Die Vorfreude auf die Wanderung lässt mich früh aufstehen und den Zug am Morgen nach Spital am Semmering nehmen.
In etwa eindreiviertel Stunden komme ich dort an und stelle fest, dass der Semmering offenbar auch heute Wetterscheide ist. Nebel verhüllt den Blick von der Station auf das Stuhleck.
Es ist aber nicht kalt und bis ich am Gipfel bin, wird sich das wohl durch die Sonne und den angesagten Wind ändern.
Gleich bei der Bahnstation weist eine Tafel darauf hin, dass die Aufstieswege zum Stuhleck bzw. Alois-Günther-Haus in der Nähe der Kirche beginnen.
Dort finde ich dann einen Wegweiser, auf dem die Route der ehemals mit den Nummern 5, 6, und 7 bezeichneten Wege jeweils beschrieben ist.

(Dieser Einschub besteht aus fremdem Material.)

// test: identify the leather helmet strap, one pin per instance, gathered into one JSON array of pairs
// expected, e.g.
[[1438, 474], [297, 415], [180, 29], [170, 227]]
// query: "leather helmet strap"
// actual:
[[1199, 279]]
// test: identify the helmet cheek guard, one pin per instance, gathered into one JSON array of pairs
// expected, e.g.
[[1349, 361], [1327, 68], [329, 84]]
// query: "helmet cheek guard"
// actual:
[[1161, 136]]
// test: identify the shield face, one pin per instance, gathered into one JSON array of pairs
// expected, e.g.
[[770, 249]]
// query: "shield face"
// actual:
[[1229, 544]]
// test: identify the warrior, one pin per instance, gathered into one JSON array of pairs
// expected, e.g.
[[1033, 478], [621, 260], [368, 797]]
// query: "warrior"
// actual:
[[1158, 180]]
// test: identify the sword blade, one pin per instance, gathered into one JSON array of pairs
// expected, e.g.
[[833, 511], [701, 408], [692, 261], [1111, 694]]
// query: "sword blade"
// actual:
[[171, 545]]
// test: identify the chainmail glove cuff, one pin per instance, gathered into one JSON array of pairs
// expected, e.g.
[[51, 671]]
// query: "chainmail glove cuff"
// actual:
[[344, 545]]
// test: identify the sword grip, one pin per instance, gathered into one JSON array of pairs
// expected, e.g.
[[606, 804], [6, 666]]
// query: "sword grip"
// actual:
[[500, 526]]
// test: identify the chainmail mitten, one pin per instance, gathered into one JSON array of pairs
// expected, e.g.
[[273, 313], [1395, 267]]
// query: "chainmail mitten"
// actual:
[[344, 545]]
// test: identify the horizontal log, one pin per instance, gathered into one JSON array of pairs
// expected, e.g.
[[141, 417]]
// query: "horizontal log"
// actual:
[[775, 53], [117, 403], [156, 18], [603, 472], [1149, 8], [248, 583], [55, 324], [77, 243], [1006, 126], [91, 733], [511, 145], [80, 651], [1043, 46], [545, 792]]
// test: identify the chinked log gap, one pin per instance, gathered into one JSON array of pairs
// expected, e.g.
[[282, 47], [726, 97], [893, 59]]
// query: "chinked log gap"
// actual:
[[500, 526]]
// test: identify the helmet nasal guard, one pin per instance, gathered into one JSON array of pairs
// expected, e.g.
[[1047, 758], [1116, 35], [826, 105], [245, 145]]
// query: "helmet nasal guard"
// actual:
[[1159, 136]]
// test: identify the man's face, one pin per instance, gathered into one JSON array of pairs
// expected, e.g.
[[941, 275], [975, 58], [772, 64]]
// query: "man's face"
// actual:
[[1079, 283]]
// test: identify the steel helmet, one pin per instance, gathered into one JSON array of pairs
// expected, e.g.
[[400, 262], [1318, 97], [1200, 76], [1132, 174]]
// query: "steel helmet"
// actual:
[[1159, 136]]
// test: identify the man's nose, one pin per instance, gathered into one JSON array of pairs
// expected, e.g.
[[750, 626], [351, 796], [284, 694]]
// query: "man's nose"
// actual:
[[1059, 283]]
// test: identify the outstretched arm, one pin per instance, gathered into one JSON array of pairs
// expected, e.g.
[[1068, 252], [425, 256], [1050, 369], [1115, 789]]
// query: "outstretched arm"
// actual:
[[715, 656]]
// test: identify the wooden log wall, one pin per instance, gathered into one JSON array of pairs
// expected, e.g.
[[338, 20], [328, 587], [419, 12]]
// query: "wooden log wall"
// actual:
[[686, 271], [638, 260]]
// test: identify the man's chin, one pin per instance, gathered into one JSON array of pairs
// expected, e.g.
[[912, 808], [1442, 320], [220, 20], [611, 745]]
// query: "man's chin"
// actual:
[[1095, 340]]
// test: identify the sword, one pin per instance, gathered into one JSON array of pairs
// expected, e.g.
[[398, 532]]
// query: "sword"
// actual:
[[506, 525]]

Ich wähle den Weg über den Kaltenbachgraben, der ein kleines Stück danach mit 3 Stunden und 30 Minuten als Gehzeit bis zum Alois-Günther-Haus angeschrieben ist. Zunächst verläuft er auf der Kaltenbachstraße, wobei man ein Stück über eine Brücke auf die andere Seite des Bachs wechseln und damit abseits der Straße wandern kann. Bei der Gaißschlagermühle endet die öffentliche Befahrbarkeit der Straße und bald nach den Kaltenbach-Jagdhütten beginnt ein Steig.
Hier gibt es lichtere Stellen im Wald, eine Gelegenheit, den Ausblick nach etwa 75 Minuten Wanderung für eine kurze Rast zu nutzen. In Serpentinen geht es dann durch dichten Wald hinauf. Bei der Querung einer Forststraße ergibt sich zum ersten Mal ein Blick auf die Wiener Hausberge.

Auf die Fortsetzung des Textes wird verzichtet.